I notice that the new Tesco Chief Executive Dave Lewis took some of his top managers to a country cottage.
This wasn’t supposed to be a jaunt. I’m not sure if ‘team building’ was involved but he made them responsible for the food. They had to go to local supermarkets, buy it and cook it. The idea was they would get closer to their customers, see the world through their eyes.
Tesco are now being investigated by the Serious Fraud Office for overstating (ie lying about) their profits. It got me wondering where he should have taken the accounts department. Perhaps he should have sent them to the supermarket too, but told them to pretend they’ve got no money like the girl in the Pulp song Common People. After all food shoplifting is the fastest growing crime these days.
Perhaps he should send them to work for a charity trying to help people make ends meet. Maybe the Trussell Trust that helps run many of Britain’s food banks. Or perhaps he should put them on a zero hours contract and make them take out a payday loan at 5,000%. That would help them connect with a growing number of their customers.
I’ve been using buses a lot recently. My Other Half and I have been taking in the arts of this fine city. A trip to see the excellent film Pride has been followed by a visit to the opera with the Belle Isle based In Harmony Community Choir. Both excursions have been made by bus. At night.
There’s a quote about being a failure if you still use public transport over the age of 30. That’s clearly nonsense, but plenty of ‘successful’ people don’t use buses. Given the state of the earth’s environment I think more people should, it’s one way to reduce your CO2 transport emissions.
But it’s the social, rather than the environmental aspect that interests me. As we pulled out of the city centre one evening heading south, my Other Half came out with an interesting proposition.
“Everyone, especially powerful people, should have to travel by bus at least once a year.”
She went on to explain that as a mental health Social Worker, she regularly finds herself in a powerful position. If you’re not familiar with the Mental Health Act you should know that social workers and doctors have the power to take away your liberty, and to do so without going to court. It’s called ‘sectioning’ in the jargon. I’m sure she’s very careful about how she uses that power, but during an assessment it is part of the dynamic in the room.
Contrast that with the experience of a bus journey. You are not in control. The driver controls the vehicle, but the mix of passengers is random. You might see a friend or neighbour, or you might get a drunk, a person playing their music too loud or what Jasper Carrot famously referred to as the ‘nutter on the bus’. And any of these people might sit next to you.

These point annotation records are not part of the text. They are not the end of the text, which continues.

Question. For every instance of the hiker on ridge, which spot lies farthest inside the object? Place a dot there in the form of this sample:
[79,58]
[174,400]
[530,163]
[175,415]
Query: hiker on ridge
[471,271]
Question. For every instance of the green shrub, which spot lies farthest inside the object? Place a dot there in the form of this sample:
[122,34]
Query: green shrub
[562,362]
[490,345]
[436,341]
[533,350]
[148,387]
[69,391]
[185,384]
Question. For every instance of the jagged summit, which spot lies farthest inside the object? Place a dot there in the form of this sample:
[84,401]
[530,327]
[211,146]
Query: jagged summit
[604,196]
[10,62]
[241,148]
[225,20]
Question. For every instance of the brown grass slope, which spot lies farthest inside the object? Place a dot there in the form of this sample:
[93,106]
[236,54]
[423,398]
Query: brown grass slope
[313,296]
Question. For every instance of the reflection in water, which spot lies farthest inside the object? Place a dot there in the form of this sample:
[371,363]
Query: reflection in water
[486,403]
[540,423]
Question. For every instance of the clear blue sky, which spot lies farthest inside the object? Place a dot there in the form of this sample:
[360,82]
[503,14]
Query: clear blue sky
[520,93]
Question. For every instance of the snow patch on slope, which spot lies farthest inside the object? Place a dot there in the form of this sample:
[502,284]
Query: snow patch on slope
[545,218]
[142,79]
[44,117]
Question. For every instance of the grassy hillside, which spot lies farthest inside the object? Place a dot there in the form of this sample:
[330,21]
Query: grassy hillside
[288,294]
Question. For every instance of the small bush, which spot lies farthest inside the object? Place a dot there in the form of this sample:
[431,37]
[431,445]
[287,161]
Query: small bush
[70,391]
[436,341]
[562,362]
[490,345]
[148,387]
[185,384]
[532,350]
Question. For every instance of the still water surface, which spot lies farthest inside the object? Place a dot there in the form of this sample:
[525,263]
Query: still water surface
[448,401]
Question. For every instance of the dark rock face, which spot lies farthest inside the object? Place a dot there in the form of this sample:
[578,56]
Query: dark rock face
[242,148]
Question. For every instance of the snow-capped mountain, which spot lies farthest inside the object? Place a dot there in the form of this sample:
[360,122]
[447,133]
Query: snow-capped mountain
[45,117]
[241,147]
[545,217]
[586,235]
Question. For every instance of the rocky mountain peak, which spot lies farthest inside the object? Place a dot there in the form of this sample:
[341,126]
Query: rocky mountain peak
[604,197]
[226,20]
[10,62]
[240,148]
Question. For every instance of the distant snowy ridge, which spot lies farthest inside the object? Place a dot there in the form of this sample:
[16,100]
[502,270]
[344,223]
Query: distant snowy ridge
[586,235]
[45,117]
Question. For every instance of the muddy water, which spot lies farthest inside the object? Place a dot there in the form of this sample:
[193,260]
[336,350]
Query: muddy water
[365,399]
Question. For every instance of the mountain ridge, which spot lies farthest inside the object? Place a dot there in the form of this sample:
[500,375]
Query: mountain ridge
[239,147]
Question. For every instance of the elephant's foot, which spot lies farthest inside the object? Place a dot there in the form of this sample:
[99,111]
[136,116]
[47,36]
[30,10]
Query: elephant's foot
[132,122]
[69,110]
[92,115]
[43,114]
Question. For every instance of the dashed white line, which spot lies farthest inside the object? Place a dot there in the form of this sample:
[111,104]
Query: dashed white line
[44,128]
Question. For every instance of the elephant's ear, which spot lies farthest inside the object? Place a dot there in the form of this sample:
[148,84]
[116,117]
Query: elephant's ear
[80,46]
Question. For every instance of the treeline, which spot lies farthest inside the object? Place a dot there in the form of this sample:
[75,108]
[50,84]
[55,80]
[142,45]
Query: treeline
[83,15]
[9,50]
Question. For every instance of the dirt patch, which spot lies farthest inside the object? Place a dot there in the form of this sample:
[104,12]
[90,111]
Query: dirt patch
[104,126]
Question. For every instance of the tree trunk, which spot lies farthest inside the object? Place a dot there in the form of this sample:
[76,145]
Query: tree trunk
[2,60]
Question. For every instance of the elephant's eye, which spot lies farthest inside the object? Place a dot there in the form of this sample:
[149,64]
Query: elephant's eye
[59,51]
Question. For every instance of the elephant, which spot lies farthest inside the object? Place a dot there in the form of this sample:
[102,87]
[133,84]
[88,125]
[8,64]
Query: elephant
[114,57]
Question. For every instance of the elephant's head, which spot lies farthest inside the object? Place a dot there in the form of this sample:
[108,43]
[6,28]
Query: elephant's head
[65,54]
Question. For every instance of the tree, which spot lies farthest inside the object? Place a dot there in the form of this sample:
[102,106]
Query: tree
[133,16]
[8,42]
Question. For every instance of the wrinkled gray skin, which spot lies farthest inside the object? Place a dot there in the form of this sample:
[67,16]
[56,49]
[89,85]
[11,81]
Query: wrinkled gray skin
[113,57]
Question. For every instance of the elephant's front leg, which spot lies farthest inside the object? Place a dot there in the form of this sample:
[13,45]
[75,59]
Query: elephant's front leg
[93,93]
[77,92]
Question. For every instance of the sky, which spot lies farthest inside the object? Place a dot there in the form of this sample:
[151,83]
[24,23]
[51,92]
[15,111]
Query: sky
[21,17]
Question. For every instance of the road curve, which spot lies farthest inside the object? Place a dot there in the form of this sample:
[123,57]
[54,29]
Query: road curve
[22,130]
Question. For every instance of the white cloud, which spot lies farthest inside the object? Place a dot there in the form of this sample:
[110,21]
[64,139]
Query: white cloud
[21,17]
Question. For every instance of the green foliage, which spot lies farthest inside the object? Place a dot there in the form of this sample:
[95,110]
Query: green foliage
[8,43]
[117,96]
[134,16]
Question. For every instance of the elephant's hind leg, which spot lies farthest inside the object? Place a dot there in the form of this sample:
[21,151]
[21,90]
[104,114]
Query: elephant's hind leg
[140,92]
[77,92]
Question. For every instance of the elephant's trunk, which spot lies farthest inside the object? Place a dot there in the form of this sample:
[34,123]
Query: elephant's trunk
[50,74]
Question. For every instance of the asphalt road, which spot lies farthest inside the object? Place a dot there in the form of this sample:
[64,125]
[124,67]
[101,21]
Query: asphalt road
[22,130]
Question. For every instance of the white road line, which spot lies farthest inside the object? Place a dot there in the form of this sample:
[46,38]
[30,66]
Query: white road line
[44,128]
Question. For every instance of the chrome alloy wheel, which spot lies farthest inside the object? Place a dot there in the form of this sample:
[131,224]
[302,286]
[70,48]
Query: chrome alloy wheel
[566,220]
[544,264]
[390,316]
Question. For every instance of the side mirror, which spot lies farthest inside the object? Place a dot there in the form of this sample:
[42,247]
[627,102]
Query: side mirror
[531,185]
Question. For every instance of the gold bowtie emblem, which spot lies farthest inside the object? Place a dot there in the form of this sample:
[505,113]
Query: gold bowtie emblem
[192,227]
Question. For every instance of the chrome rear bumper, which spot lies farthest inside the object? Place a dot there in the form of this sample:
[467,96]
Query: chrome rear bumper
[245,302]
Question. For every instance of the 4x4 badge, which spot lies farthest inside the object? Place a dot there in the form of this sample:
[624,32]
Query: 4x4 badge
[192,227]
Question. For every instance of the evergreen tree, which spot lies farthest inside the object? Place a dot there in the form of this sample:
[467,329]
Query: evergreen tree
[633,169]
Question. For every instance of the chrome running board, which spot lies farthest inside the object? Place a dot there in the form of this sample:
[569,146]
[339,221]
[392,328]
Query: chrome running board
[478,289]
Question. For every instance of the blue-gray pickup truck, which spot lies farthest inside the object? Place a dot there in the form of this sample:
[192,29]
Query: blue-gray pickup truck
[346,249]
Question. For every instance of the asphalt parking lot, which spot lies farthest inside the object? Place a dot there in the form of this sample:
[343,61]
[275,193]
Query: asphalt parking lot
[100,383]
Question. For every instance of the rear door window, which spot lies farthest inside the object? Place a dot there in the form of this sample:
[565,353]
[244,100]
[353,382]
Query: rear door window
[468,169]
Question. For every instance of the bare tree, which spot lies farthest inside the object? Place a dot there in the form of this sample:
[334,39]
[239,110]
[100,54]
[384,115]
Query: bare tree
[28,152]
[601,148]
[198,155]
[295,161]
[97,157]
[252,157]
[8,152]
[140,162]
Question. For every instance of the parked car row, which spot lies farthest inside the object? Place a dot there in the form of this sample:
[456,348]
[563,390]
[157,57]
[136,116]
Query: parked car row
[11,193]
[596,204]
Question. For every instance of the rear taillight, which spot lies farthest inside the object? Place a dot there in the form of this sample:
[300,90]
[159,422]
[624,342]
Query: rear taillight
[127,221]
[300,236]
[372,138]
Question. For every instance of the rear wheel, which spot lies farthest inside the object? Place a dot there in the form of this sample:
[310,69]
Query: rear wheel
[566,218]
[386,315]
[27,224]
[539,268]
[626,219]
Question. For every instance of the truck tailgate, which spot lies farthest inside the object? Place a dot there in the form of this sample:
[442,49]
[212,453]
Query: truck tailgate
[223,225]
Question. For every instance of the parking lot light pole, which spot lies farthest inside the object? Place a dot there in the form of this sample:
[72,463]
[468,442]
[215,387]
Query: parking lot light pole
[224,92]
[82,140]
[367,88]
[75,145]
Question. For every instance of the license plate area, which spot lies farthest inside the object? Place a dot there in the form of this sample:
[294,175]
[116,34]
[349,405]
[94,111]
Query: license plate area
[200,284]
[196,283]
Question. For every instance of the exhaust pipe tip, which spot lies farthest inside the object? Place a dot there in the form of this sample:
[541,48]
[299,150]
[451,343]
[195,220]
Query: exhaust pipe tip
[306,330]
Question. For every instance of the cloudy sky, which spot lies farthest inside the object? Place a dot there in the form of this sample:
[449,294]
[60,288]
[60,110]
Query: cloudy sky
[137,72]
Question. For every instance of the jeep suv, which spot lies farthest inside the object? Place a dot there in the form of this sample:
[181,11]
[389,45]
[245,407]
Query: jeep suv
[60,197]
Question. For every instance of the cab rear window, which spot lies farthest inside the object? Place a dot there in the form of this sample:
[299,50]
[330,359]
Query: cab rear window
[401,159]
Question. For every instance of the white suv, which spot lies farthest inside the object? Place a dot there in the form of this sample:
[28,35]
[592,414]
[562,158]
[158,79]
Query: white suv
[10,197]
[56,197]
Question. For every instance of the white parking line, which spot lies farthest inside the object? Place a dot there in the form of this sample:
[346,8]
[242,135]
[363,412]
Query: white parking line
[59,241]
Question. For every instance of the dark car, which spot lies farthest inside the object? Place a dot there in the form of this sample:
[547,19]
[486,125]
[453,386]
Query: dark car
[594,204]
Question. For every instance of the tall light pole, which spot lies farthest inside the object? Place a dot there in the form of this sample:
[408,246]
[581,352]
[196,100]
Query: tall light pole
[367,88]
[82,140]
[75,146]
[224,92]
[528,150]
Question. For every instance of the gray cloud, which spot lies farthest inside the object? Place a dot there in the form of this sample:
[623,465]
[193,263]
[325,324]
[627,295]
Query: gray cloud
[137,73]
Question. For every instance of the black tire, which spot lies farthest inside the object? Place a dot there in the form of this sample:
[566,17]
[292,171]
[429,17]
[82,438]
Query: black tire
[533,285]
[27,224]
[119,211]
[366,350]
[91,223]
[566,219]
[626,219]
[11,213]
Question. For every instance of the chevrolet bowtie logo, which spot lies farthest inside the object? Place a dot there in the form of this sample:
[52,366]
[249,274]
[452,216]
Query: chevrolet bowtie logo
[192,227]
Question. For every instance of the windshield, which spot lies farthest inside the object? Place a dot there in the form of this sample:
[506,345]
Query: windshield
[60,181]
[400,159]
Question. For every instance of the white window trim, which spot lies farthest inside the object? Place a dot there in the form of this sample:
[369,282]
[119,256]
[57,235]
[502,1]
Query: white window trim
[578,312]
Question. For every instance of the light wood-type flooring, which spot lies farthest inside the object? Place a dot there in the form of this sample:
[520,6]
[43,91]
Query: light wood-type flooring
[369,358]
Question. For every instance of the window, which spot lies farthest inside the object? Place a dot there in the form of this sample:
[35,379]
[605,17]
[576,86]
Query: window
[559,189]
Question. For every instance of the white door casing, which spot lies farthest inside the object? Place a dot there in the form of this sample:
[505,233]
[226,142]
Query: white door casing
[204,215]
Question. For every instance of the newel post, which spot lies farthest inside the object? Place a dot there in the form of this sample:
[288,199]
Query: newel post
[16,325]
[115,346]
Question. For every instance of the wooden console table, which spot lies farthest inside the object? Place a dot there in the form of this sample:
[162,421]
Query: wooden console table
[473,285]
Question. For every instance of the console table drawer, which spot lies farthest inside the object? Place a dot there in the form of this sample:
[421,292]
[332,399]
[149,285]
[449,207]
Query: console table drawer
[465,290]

It’s never been a great problem for me. I’ve felt uncomfortable sometimes, but never threatened or unsafe. But there’s always a bit of tension. How full will the bus be? Who’s getting on at the next stop?
I imagine it’s worse for women. Will a letch sit next to me? Will he make an unwelcome comment? Will he get off at the same stop as me?
People in control, powerful people need to know how ordinary people feel. How the people affected by their decisions feel. If they stay cocooned in flash cars whisking them from flash homes to flash offices and flash restaurants they will never understand.